More about Elinor, Jean and Anna
Contributor
George Bellows composed Elinor, Jean, and Anna in the bucolic town of Woodstock, New York.
For some people born in the '80's, Woodstock may conjure an image of Fred Durst, lead yeller of the now-vintage band Limp Bizkit, bellowing at a muddy, intoxicated mass of people at a concert called "Woodstock '99." Woodstock '99 was such a disaster that it is thankfully eclipsed in our cultural memory by the original festival, the 1969 "Aquarian Exposition: 3 Days of Peace & Music," which served as a watershed moment for disillusioned suburban teenagers who opposed the war in Vietnam.
Fifty years earlier, Bellows' Woodstock was a family escape from the high-pressure, concentrated grime of New York City, where the painter had achieved enormous critical acclaim by painting the struggles of poor and working class people. Elinor, Jean, and Anna shows, from left to right, the artist's maternal aunt, Fanny or Fannie Smith (AKA Elinor), the artist's daughter with Emma Story, Jean, and Anna Wilhelmina Smith Bellows, the artist's mother. Bellows adored his Aunt Fanny, who helped raise him as a child before moving to San Diego to be married. They corresponded frequently and visited with one another whenever possible. Though this painting is quite dark in color, there is a warmth expressed that signals Bellows' affection for his family. The two older women softly smile as they attend to the child, Fanny reaching out her hand to Jean in a gesture of tenderness, or even guidance. One gets the sense that Bellows, now in the later stages of his career and more focused on his family than ever, is appreciating the passage of time between generations, and the maternal love and care of the women in his life.

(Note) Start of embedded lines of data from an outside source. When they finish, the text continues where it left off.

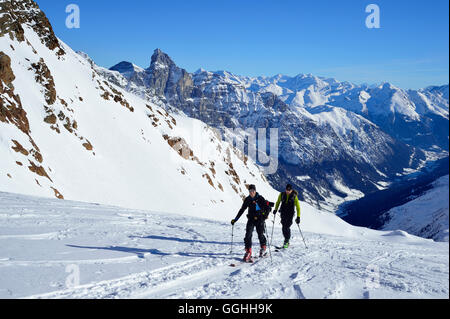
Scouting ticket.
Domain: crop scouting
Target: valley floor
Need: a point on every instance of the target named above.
(47, 246)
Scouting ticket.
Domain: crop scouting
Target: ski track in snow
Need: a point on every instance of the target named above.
(124, 253)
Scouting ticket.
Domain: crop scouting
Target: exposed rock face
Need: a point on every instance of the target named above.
(11, 110)
(45, 78)
(15, 13)
(331, 149)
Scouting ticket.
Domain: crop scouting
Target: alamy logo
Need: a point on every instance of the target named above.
(73, 19)
(373, 19)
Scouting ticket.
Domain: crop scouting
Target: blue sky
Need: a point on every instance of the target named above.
(267, 37)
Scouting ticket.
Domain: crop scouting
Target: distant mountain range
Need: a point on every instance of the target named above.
(337, 140)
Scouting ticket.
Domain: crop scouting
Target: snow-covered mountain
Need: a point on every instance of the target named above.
(337, 141)
(66, 132)
(425, 216)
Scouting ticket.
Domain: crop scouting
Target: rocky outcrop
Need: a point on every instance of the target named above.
(14, 14)
(11, 110)
(45, 78)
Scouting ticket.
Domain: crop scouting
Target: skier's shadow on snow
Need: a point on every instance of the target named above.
(138, 251)
(183, 240)
(141, 252)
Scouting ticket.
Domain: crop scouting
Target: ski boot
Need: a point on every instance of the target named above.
(263, 251)
(248, 255)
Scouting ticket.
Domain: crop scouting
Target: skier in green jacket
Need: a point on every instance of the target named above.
(289, 202)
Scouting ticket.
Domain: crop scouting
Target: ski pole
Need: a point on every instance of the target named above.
(265, 230)
(302, 235)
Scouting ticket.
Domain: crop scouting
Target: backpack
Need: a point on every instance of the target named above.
(266, 207)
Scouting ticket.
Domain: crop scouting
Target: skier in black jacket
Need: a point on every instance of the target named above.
(256, 218)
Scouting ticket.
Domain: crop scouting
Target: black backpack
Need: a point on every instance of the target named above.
(267, 207)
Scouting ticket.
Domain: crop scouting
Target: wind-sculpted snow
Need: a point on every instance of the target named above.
(46, 245)
(426, 216)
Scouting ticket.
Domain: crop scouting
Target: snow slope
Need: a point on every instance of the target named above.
(426, 216)
(68, 133)
(126, 253)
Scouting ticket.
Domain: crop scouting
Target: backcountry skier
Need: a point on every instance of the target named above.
(289, 202)
(258, 212)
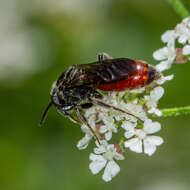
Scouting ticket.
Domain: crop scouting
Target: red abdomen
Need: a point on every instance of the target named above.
(139, 77)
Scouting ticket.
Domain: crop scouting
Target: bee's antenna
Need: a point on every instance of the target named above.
(45, 113)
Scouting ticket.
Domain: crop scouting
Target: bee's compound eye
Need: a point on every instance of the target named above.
(55, 99)
(67, 108)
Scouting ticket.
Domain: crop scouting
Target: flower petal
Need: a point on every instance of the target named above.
(111, 170)
(97, 166)
(168, 36)
(149, 148)
(157, 93)
(83, 143)
(155, 140)
(108, 135)
(134, 144)
(129, 134)
(186, 50)
(103, 129)
(161, 54)
(151, 127)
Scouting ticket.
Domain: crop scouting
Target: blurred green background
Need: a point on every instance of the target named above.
(38, 40)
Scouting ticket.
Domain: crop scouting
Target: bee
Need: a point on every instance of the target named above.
(77, 87)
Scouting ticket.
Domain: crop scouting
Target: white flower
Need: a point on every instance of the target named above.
(141, 137)
(186, 50)
(108, 127)
(152, 100)
(183, 31)
(167, 55)
(104, 157)
(83, 143)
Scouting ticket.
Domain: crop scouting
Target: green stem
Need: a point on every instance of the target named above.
(175, 111)
(179, 7)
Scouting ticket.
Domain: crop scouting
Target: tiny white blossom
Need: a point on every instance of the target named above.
(183, 31)
(186, 50)
(153, 99)
(83, 143)
(104, 157)
(167, 55)
(169, 36)
(141, 137)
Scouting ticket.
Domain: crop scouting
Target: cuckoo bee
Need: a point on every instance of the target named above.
(77, 87)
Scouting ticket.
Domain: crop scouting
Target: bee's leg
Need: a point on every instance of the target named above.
(73, 119)
(100, 103)
(103, 56)
(84, 120)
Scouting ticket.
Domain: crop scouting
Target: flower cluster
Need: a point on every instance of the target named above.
(177, 49)
(138, 129)
(137, 134)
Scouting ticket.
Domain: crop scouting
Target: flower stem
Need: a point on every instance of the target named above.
(179, 7)
(175, 111)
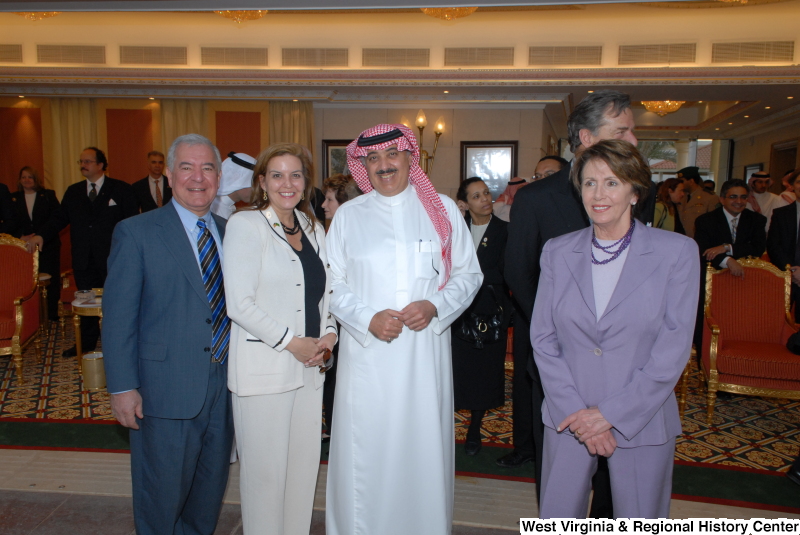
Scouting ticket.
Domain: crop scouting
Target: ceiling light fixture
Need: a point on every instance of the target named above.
(37, 15)
(663, 107)
(448, 13)
(243, 15)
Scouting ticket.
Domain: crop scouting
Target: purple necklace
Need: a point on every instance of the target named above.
(623, 244)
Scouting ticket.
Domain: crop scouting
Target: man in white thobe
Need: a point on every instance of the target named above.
(761, 200)
(404, 268)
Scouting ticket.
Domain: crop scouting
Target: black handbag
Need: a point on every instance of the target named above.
(480, 329)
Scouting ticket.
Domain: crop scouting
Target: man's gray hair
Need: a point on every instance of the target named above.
(192, 139)
(589, 113)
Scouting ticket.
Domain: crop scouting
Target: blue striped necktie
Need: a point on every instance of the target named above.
(212, 279)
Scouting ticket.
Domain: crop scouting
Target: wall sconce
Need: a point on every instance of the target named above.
(425, 160)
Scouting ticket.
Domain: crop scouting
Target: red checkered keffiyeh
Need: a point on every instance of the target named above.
(425, 190)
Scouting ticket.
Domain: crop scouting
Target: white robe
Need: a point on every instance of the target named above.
(768, 202)
(391, 466)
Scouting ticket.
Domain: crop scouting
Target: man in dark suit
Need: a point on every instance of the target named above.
(153, 191)
(546, 209)
(730, 232)
(165, 345)
(782, 245)
(92, 208)
(7, 220)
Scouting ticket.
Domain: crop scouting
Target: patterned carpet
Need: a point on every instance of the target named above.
(747, 432)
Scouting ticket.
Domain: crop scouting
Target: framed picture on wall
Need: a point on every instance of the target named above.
(334, 158)
(494, 161)
(752, 168)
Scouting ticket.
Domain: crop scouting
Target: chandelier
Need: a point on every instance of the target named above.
(242, 15)
(37, 15)
(663, 107)
(448, 13)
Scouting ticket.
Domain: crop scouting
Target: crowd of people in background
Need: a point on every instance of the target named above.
(400, 267)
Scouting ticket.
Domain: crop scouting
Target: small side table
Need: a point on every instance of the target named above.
(93, 307)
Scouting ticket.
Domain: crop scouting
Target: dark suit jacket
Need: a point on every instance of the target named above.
(156, 316)
(712, 229)
(91, 223)
(141, 188)
(782, 239)
(491, 257)
(43, 209)
(8, 223)
(542, 210)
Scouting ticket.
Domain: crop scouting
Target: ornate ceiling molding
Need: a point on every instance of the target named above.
(66, 76)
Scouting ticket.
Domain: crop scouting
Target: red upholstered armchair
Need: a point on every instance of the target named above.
(747, 323)
(19, 298)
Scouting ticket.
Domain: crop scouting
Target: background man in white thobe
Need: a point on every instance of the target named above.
(404, 268)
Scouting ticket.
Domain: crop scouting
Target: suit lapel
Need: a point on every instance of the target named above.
(641, 262)
(579, 263)
(173, 234)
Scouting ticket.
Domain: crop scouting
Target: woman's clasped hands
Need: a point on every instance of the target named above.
(309, 350)
(592, 430)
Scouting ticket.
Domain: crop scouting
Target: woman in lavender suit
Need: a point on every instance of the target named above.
(611, 332)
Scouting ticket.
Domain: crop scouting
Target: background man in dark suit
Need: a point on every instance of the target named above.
(731, 232)
(7, 221)
(153, 191)
(542, 210)
(165, 349)
(92, 208)
(782, 245)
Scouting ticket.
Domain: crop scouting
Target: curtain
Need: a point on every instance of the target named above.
(291, 122)
(180, 117)
(74, 122)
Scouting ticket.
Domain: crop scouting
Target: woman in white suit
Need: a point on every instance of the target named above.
(277, 291)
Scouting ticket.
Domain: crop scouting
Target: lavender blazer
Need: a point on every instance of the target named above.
(628, 362)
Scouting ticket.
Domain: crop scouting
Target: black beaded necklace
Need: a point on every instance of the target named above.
(291, 231)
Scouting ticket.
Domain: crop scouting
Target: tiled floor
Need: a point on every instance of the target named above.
(85, 493)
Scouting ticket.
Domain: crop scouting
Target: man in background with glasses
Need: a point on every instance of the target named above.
(91, 208)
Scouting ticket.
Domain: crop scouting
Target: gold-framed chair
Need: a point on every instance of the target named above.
(19, 299)
(746, 325)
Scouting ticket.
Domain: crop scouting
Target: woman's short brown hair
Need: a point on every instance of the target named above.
(258, 199)
(624, 160)
(37, 183)
(343, 186)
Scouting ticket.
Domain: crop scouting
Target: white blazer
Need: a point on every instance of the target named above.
(265, 296)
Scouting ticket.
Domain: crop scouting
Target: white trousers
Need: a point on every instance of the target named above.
(278, 440)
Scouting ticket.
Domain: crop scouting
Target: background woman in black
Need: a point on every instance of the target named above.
(33, 207)
(479, 373)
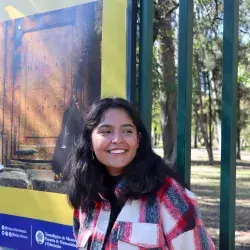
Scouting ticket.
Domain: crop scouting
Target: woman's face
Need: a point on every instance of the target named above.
(115, 141)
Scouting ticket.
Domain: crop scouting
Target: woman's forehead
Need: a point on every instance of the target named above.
(116, 116)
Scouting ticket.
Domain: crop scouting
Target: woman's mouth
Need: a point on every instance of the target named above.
(117, 151)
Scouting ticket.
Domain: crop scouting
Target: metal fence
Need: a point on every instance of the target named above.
(229, 94)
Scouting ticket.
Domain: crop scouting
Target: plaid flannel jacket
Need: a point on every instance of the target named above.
(171, 222)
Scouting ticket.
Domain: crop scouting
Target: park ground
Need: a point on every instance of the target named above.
(205, 183)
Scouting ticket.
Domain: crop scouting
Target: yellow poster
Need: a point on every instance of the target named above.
(56, 58)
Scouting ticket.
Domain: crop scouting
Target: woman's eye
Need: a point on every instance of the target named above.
(105, 132)
(128, 131)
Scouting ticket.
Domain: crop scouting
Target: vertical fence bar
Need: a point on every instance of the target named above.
(185, 52)
(229, 118)
(131, 50)
(145, 64)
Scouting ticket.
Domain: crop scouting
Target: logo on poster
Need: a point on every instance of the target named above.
(40, 237)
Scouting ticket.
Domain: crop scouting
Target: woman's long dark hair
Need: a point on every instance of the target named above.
(144, 175)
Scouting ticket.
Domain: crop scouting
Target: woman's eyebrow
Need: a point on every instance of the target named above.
(110, 126)
(128, 125)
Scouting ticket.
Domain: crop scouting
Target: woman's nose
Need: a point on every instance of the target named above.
(117, 138)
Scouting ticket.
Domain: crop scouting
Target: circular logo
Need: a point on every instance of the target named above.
(40, 237)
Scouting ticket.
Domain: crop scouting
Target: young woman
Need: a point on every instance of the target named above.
(124, 196)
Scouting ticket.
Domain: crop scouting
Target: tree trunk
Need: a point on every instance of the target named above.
(238, 156)
(169, 93)
(210, 118)
(215, 95)
(196, 133)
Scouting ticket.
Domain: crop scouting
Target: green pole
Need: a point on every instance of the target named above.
(131, 50)
(229, 118)
(184, 89)
(145, 64)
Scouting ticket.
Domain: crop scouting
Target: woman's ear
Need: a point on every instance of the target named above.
(138, 139)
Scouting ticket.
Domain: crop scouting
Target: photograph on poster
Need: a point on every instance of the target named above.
(50, 73)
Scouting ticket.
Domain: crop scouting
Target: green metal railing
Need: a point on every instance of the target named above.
(229, 104)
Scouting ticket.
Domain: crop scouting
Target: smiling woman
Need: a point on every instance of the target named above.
(115, 141)
(124, 195)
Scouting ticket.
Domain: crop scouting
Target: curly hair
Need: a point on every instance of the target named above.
(144, 175)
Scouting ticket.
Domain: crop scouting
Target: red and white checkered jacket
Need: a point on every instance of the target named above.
(171, 222)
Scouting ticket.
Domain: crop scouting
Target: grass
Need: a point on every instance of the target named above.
(205, 183)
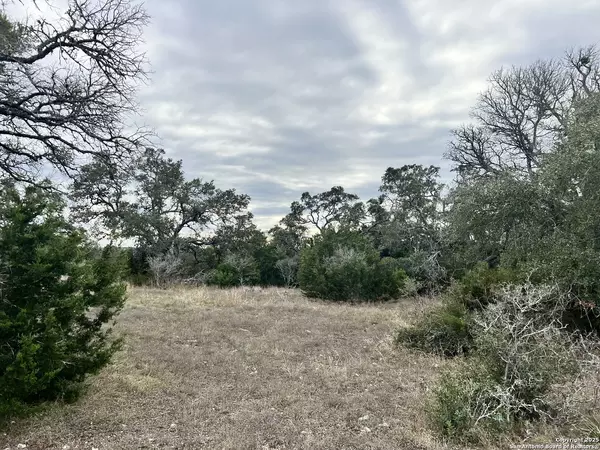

In her Vanity Fair review of Elinor, Jean, and Anna, subtitled "A Note on a Portrait by George Bellows of Three American Types," Ruth Suckow writes that both women, although from different generations, have "known what it is to work." "They keep the little girl between them," and the girl holds a book, which would have been unavailable to her elders when they were growing up in the country. Jean represents the third generation of the "pioneer" immigrant family. "They are proud of her golden hair, her white skin," which will never know the tanning of outdoor labor, "and her white dresses." She already has her own bank account, and, "just before her youth is over, she will marry exactly the right kind of person." Though this description makes the painting seem like celebration of his family's own financial success, Bellows nonetheless considered himself to be an advocate for the dispossessed of the world.
Sources
- Baldwin, James. The Evidence of Things Not Seen: Reissued Edition. New York: MacMillan, 1995.
- Berger, Martin A. Sight Unseen: Whiteness and American Visual Culture. Berkeley: University of California Press, 2005.
- Lears, Jackson. "George Bellows: New York knock-out." The Royal Academy, Feb. 27, 2013, https://www.royalacademy.org.uk/article/george-bellows-new-york.
- "Leaving the Country: George Bellows at Woodstock." TFAOI, http://www.tfaoi.com/aa/4aa/4aa158.htm.
- LIFE. Oct. 27, 1941.
- Magazine of Art, Volume 13, no. 8. New York: American Federation of Arts, 1922.
- Spaulding, Karen Lee. 125 masterpieces from the collection of the Albright-Knox Art Gallery. Buffalo, NY: Albright-Knox, 1987.
- Vanity Fair, Volumes 25-26. New York: Condé Nast, 1926.